I have a new column this week on OnlySky. It’s about the trend toward a more secular world – which, despite all the frightening headlines and discouraging developments in American politics, is continuing.
A new survey examines how the global religious landscape shifted between 2010 and 2020. It found that traditional religion continues to wane, such that that “no religion” is now the third most-common religious demographic in the world, behind only Christianity and Islam. While China has the most nonreligious people of any country, the possibly-surprising second-place finisher is the United States. The number of nonreligious Americans doubled in only a decade, and now constitutes about a third of the population.
In this article, I examine the political implications of this change. The rise of the “nonreligious right”, who espouse pseudoscientific justifications for old prejudices, is an unfortunately real phenomenon, but they’re just one small part of a much larger societal shift. The overall thrust of the evidence still signals that a less religious world will, all things considered, be better for everyone.
Read the excerpt below, then click through to see the full piece.

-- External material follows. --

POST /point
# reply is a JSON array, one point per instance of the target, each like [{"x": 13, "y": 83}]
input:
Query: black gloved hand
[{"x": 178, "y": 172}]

This column is free to read, but paid members of OnlySky get some extra perks, like a subscriber-only newsletter:
The most eyebrow-raising fact is that the nones have what Pew calls a demographic disadvantage. Compared to the global population as a whole, they’re older on average and have fewer kids. This is especially noticeable in Europe, Japan, and other wealthy, developed societies where religion is fading at the same time as the population is aging and flattening out.
However, the nones are growing in spite of that, because of switching—that is, people walking away from their religious upbringing and becoming nonbelievers. This is in contrast to the way religions typically grow, by mere reproduction and indoctrination of children who are too young to question or doubt what they’re taught. Persuading adults to change their minds is much harder—and yet that’s what’s happening. In that sense, nonreligion is winning the culture war.